If you want to see where the bar is set for world class photographic images and prints you need look no further than APPA. Every year the bar is continually raised that much higher in terms of the standard of work entered. I admit to being a bit of a nervous wreck during the APPA judging. The spine-tingling anticipation of having my work scrutinised for any minutia by my peers gets my heart racing. It’s not even the fear of scoring poorly that puts me on edge; its something far less tangible that I can’t quite put my finger on. If you have never entered or attended the APPA awards that probably sounds a little strange, but for those of you who have entered before you will know exactly what I am talking about. Its a special competition and quite honestly its not for the faint of heart. It’s never wise to take these things too seriously, but on the other hand, APPA is the standard by which professional photographers are judged against each other and is considered to showcase the highest level of photography so one can’t help but become emotionally involved.

This was a massive year for me as I entered APPA after winning multiple categories in the Victorian State Awards including Creative Photographer of the YearScience Environment and Nature Photographer of the YearHighest Scoring Print of the Year and overall title of Victorian Professional Photographer of the Year. There is a hefty weight of expectation (even if it is self imposed) that comes with those awards that carries over into APPA so I felt even more nervous than usual when my first print turned around for judging.
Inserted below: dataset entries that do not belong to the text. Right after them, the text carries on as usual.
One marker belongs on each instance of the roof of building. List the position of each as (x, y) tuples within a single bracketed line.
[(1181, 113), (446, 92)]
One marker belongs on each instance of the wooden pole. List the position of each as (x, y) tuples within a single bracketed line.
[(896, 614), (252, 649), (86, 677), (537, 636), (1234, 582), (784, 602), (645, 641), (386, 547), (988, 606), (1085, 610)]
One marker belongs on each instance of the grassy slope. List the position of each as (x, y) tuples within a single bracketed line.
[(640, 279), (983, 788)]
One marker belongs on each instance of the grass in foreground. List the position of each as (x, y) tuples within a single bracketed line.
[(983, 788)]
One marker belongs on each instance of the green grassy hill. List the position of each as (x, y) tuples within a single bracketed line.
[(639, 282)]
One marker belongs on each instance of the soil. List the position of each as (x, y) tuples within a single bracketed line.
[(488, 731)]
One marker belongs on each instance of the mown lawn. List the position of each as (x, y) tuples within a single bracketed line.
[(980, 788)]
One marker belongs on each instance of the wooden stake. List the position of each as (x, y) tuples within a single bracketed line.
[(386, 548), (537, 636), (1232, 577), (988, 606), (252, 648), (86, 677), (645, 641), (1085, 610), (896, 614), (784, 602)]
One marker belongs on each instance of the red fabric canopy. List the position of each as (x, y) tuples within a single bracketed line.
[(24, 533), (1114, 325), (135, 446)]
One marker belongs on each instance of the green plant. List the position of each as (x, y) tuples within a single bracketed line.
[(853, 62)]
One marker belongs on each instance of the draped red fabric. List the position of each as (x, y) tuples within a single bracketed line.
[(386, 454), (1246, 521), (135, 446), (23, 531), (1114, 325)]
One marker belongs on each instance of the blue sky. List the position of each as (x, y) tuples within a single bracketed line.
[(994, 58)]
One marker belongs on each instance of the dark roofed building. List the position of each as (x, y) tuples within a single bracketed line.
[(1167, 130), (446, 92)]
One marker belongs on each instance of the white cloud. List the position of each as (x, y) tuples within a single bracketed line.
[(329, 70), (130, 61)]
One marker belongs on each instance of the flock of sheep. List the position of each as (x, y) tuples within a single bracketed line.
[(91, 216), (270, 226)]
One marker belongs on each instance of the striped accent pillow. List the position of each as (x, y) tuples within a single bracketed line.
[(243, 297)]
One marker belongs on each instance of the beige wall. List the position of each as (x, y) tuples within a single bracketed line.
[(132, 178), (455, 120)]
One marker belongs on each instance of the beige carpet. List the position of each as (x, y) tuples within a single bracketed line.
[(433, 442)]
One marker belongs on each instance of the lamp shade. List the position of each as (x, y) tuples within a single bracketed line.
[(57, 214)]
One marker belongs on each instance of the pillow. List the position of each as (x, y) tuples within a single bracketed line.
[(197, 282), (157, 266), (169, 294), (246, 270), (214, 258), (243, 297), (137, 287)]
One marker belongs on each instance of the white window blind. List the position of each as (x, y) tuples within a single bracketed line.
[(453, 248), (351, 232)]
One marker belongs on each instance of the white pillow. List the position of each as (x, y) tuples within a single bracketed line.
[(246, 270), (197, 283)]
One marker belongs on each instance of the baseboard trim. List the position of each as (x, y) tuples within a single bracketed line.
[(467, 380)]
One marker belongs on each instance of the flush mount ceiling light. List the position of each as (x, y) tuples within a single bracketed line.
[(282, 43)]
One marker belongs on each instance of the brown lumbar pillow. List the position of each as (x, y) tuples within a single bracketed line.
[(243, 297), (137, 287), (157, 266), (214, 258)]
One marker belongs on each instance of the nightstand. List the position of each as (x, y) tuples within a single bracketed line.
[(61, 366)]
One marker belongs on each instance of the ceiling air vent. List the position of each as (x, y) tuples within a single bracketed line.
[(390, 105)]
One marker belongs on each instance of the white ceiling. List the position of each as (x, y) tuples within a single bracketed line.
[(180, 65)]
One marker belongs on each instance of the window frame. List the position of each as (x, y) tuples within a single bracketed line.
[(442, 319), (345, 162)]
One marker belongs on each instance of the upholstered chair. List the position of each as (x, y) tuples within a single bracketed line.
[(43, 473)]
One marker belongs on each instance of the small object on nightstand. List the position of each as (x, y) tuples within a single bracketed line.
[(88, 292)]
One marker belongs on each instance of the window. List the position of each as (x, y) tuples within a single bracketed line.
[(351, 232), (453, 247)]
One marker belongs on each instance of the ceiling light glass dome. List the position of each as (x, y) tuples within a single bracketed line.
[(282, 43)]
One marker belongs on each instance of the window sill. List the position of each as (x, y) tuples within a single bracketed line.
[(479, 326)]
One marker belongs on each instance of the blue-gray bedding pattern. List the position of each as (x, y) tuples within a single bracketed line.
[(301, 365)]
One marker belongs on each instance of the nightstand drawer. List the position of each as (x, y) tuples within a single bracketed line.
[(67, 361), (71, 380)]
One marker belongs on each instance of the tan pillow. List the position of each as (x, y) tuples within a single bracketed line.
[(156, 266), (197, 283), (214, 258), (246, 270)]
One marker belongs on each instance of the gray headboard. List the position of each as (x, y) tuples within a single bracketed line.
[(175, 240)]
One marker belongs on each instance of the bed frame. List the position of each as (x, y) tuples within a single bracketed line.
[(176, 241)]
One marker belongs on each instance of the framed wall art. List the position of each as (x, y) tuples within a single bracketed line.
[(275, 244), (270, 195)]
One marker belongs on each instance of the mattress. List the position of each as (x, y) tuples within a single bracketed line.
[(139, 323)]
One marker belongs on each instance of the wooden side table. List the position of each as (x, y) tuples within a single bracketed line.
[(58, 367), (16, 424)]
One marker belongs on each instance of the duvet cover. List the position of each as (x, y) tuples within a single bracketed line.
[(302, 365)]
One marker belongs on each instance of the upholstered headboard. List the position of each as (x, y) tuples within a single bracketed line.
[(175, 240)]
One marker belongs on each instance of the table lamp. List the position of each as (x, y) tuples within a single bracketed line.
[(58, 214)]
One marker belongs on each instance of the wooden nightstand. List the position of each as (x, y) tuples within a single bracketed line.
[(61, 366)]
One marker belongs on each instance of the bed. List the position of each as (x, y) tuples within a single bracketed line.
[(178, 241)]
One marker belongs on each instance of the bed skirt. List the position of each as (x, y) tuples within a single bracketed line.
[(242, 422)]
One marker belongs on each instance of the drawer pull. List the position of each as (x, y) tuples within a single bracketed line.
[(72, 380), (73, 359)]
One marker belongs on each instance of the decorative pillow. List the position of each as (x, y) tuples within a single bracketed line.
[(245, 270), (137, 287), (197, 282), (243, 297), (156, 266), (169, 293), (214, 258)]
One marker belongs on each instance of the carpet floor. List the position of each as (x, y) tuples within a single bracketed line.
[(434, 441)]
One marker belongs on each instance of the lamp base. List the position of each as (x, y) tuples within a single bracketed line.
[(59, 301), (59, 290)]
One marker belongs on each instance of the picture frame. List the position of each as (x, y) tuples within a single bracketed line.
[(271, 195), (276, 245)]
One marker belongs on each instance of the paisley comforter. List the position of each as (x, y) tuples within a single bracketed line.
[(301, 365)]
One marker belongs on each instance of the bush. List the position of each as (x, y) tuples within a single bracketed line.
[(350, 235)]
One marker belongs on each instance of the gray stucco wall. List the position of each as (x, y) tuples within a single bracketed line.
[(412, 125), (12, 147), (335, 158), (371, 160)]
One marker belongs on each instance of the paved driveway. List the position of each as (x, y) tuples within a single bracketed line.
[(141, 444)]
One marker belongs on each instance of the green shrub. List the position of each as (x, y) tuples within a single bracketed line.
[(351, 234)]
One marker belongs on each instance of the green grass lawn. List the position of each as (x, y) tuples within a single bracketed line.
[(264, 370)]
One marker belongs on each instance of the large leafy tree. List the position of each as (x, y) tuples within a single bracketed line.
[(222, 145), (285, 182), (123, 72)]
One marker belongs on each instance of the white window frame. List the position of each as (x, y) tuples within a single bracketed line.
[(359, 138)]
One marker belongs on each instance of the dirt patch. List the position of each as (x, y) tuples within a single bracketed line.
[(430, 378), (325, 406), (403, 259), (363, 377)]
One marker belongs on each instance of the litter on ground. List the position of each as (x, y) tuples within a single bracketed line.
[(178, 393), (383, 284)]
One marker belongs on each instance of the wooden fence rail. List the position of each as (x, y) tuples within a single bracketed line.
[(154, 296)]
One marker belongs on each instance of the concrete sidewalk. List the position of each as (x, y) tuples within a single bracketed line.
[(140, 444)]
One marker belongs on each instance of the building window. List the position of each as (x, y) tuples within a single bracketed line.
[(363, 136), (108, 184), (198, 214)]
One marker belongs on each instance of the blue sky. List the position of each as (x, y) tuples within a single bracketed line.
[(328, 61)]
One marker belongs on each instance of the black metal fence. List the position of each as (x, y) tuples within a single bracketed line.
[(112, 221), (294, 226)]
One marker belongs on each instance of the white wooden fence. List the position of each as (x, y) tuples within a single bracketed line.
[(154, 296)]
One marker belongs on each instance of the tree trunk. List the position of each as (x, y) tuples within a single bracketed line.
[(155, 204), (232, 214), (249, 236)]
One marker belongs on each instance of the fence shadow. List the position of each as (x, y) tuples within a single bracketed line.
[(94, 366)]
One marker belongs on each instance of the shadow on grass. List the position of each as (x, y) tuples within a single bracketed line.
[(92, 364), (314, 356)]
For those of you unfamiliar with APPA you can read my previous blog post HERE about how the system operates. The four prints (the maximum you are allowed to enter) I chose to enter this year were my highest scoring prints at state level and I entered them into the Science, Environment and Nature Category. At state level they scored 2 Gold Awards and 2 Gold with Distinctions and thats about as good as one could ever hope to score. So, I was ecstatic to receive a Silver Award, a Silver with Distinction and two Gold Awards for my four entries this year at APPA. All four entries were printed on my favourite fine art paper – Moab Somerset Museum Rag. You can watch a video of the judging of the three highest scoring prints online by clicking on the image below.The culmination of these four awards provided more than the necessary points to also receive the coveted and highly sought after ‘Master of Photography’ ribbon from the AIPP.  This award requires the accumulation of not less than ten points in no more than five years after receiving an Associateship Award and its no easy feat to achieve. I had set myself a goal of achieving this in four years and I am pleased to say I managed it in just three years. In fact, I already have several excess points in the bank toward my first Master of Photography Gold Bar. You can read about the honours and points system on the APPA website.

I was even more ecstatic to subsequently learn at the awards dinner last night (which unfortunately I could not attend in person due to print workshop commitments) that not only did I receive multiple Gold and Silver award scores for my prints at National level as well being awarded a Master of Photography by the AIPP but that I also won the overall category and award for 2014 AIPP Canon Professional Science, Environment and Nature Photographer of the Year. This was only the second time I have ever entered this category and taking out the overall title is a huge thrill and honour. It was also a great honour to learn that I took out the highest scoring print in this category – an honour that resonates deeply with my love of the craft of photographic print making.
APPA – Silver with Distinction Award ‘Bear Reflections’

APPA – Gold Award ‘Epic Sense of Scale’APPA – Silver Award ‘Glacial Delta’APPA – Gold Award ‘March of the Penguins’

With APPA done and dusted for 2014 and my goal of achieving Master of Photography completed, along with being the overall winner of the Canon 2014 Professional Science, Environment and Nature Photographer of the Year as well as highest scoring print in the category I am now planning to take a short term hiatus from competitions and focus on my book projects that are currently overdue for completion. I hope to have more to say about the first of these over the coming weeks.